A mysterious, primordial particle from the dawn of time has been discovered by physicists at the world's largest atom smasher.
Approximately 100 of the short-lived "X" particles, so named due to their unknown structures, were observed for the first time among trillions of other particles inside the Large Hadron Collider (LHC), the world's largest particle accelerator, located near Geneva at CERN (the European Organization for Nuclear Research).
These X particles were discovered in a swirling stew of elementary particles known as a quark-gluon plasma, which was created in the LHC by smashing lead ions together. Scientists want to develop the most precise picture of the universe's origins by examining the primordial X particles in more depth.

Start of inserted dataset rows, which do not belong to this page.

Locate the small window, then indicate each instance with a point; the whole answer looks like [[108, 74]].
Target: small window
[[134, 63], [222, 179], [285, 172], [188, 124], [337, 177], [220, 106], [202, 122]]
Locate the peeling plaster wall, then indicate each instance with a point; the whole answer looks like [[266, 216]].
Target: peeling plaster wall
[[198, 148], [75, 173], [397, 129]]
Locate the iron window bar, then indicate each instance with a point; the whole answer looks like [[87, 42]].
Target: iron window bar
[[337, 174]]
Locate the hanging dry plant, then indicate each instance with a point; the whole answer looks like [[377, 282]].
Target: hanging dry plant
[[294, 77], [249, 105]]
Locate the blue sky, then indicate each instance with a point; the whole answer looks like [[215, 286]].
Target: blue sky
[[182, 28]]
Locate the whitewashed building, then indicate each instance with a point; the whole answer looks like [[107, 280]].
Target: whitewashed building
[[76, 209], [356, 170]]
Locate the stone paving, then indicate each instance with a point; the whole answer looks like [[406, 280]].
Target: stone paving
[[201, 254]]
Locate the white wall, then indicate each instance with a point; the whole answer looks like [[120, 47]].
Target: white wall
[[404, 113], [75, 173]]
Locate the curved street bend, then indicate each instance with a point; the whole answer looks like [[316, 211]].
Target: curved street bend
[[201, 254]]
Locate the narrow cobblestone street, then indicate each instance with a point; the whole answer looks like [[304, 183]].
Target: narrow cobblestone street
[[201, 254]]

In a 2003 experiment, X particles were identified, but they disintegrated too quickly to be studied in detail. The new discovery is the first time they've been captured inside quark-gluon plasma, allowing scientists to zero in on some of the features that have eluded description thus far.

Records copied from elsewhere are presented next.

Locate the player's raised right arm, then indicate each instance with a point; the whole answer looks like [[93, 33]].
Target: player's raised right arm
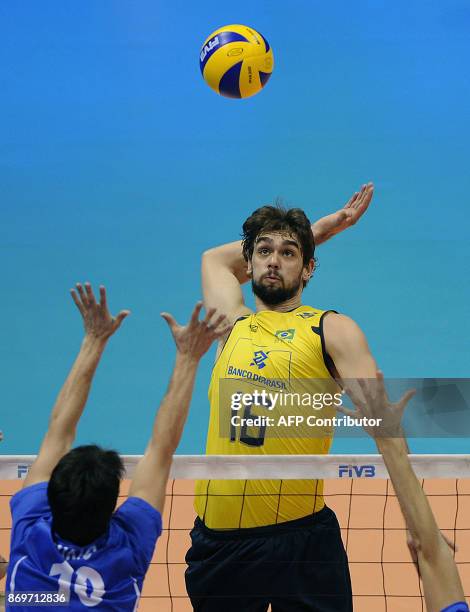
[[223, 273]]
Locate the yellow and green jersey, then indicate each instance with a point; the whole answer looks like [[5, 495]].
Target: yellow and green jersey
[[279, 353]]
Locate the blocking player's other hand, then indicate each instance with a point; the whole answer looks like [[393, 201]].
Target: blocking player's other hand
[[97, 320], [195, 338], [373, 403], [327, 227]]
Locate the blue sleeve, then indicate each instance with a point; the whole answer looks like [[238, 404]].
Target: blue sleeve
[[27, 506], [460, 606], [143, 525]]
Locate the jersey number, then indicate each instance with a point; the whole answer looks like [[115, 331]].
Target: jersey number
[[82, 580], [244, 437]]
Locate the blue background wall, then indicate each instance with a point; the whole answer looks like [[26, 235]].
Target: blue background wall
[[119, 165]]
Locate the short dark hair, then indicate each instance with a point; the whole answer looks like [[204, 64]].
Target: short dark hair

The discovery of X particles in quark-gluon plasma "is very difficult and new!" Yen-Jie Lee, lead author of the new study, said.
"First of all, quark-gluon plasma produces tens of thousands of particles," he noted, which is orders of magnitude more than the 2003 experiment recorded by the Belle detector in Japan's KEKB facility, which produced decay signatures from a few X particles.
The very early Universe, just minutes after the Big Bang, was not formed of the same things we see floating around today. Instead, it was filled with plasma superheated to trillions of degrees, composed of elementary particles called quarks and gluons, for a few millionths of a second. This is a quark-gluon plasma.
The plasma cooled in less time than it takes to blink, and the particles merged to form the protons and neutrons that make up the normal matter today. However, in that tiny blink of time, the particles in the quark-gluon plasma interacted, stuck together, and then dispersed in various configurations.
One of those configurations has a particle that is so mysterious that we have no idea how it is put together. This is the X particle, which has only been encountered in particle colliders very seldom and briefly - too briefly to be investigated.
The data now available are insufficient to learn more about the structure of the X-particle, but the discovery may get us closer. Finding the X-particle's signature in future data sets should be a lot easier now that we know how to identify it. As a result, the more data we have, the easier it will be to understand it.
The research has been published in Physical Review Letters.